Дерек Уолкотт — автор одиннадцати поэтических сборников, девять из них удостоены литературных премий. Его пьесы составили пять томов. Он живет на Тринидаде и в Бостоне, где преподает литературу и писательское мастерство в Бостонском колледже.










Поправка к завещанию


В шизофреника превратил меня стиль

этой прозы внаем. Что же, я заслужил

свою ссылку. По песку, вслед за лунным серпом, столько миль

исходил,

до кости обгорев,

чтобы с кожей сошла к океану любовь.

Поменять язык, как родиться вновь.

Старой правды не оправдать.

Утомив горизонт, волны пробуют вспять,

им навстречу чаек проржавленный крик —

как тогда, в Шарлотсвилле, зловеще парят

над телами прогнивших пирог.

Как я верил тогда, что люблю свой народ бескорыстно!

Передумывать поздно — нет мест у корыта.

Наблюдаю теперь победителей, рвущих как псы

друг у друга объедки удачи.

Я полжизни прожил,

и с обугленных рук

сходит кожа

слоями, как лук.

В сердце пусто, нет страха конца.

Слишком многих я знал мертвецов.

Все похоже у них,

даже смерть. И в огне

плоть уже не страшит

ни горнило печное,

ни зольник земли,

ни плывущий из облака в облако призрак луны,

отбеливший берег опять в чистый лист.

Безразличие — та же ярость. Только молчит.








Морской виноград


Пригнувшийся к свету парус

устал от островов,

блуждая в Карибском море.

Может быть, Одиссей

Итаку ищет опять.

Этот отец и муж

под сенью корявых ветвей

кислого винограда слышал лишь “Навсикая”

в криках чаек.

Страсть или долг — нет конца

этой древней войне,

и она все та же

и для морского скитальца,

и для того, кто, домой

собираясь сейчас, от песка отряхает сандалии,

с тех пор, как оплакала Троя последний пожар

и ослепший циклоп бросил камень в корыто.

Из этого вала

гекзаметры донес истощенный прибой.

Классики могут утешить. Но этого мало.








Окончания


Не взрываются вещи —

высыхают и блекнут,

как плечо гасит луч

или пену песок.

Даже молния страсти

не кончается громом

и с беззвучьем цветов

увядает, как кожа,

отслоенная пемзой.

Все в природе похоже,

пока мы не услышим тот звук

тишины — как Бетховен,

теряющий слух.








Итоги


Я живу у воды.

Один. Без жены и детей.

Я кружил не по одной дороге,

чтобы выйти сюда:

низкий домик у серой воды,

окна всегда открыты

на привычное море.

Не вольные выбрать себя,

мы — плоды наших дел.

Годы проходят, мы стряхиваем страх,

но жажда к преодоленью остается.

Любовь — это камень,

осевший на морском дне.

И теперь я не требую от поэзии ничего,

кроме искренности —

ни жалости, ни славы, ни исцеления.

Молчаливая жена — с ней можно сидеть у серой воды

и оставаться скалой среди волн,

выносящих на песок мусор бездарности.

Мне следует разучиться чувствовать,

забыть свой дар.

А это труднее того, что принимают за жизнь.

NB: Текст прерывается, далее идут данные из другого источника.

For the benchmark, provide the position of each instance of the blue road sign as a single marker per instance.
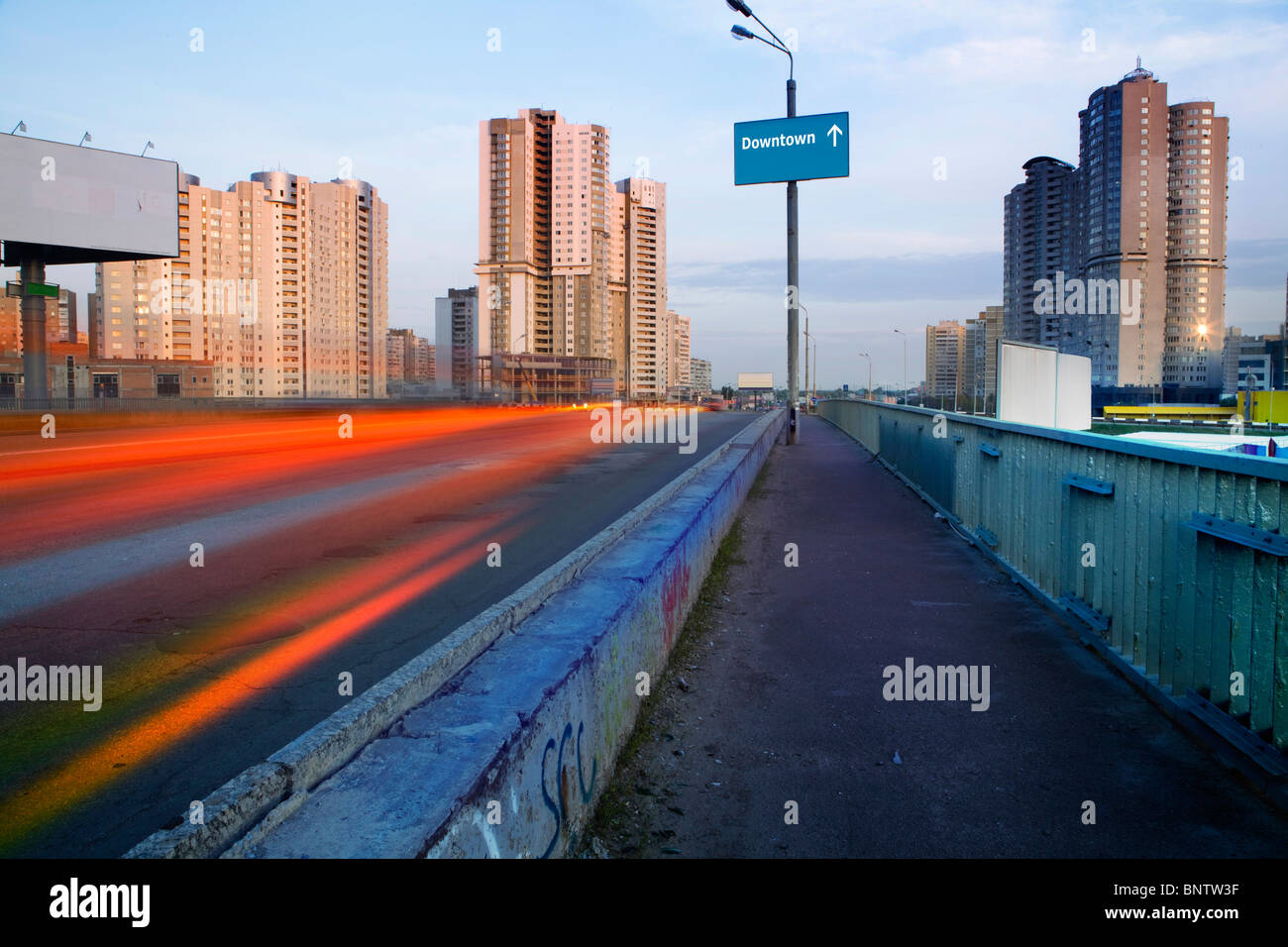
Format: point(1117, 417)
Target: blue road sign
point(800, 149)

Из книги «Счастливый путешественник»

Опубликовано в журнале: «Знамя» 1998, № 7

Перевел с английского Виктор Куллэ

Derek Walcott, “The Fortunate Traveller” (Faber & Faber, London, 1982)








Старая новая Англия


Черные клиппера, вымазанные китовой кровью, складывают паруса,

вступая в Нью-Бедфорд, Нью-Хэвен, Нью-Лондон.

Шпиль белой церкви усвистывает, навроде рыбы-меча,

в пространство, ракета буравит небо, как вниз по склону

холма ручьи в ледяных шевронах мчат,

и, чтя ветеранов Вьетнама, звезднополоса-

тый флаг молотит кресты зеленых крестьянских парней.

Смену времен года по-прежнему много верней

определять по прожилкам листа и венам на теле;

колонны дубов на марше всякий раз по весне

ветер тревожит памятью о войне,

население целой округи вылущившей из святцев.

Склон холма по-прежнему ранен тонким

шпилем белой молельни, индейская тропа

стекает коричневой кровью китовой, кипя

рябиной, — отметины зверя на бревнах,

выжженных дочерна как Библия адской топкой.

Крики войны свернулись тугой спиралью в сонной

иконе индейской души — каменно-оперенной

белой сове, и рельсы стрелою ровной

уносятся в горы, где нет ирокезов в помине.

Весна пронзает рану и лес, ручеек несется

с березового настила, раскалываясь на солнца

бус и зеркал — обещанья, торжественно данные и не

исполненные, Республику сделали тем, что ныне.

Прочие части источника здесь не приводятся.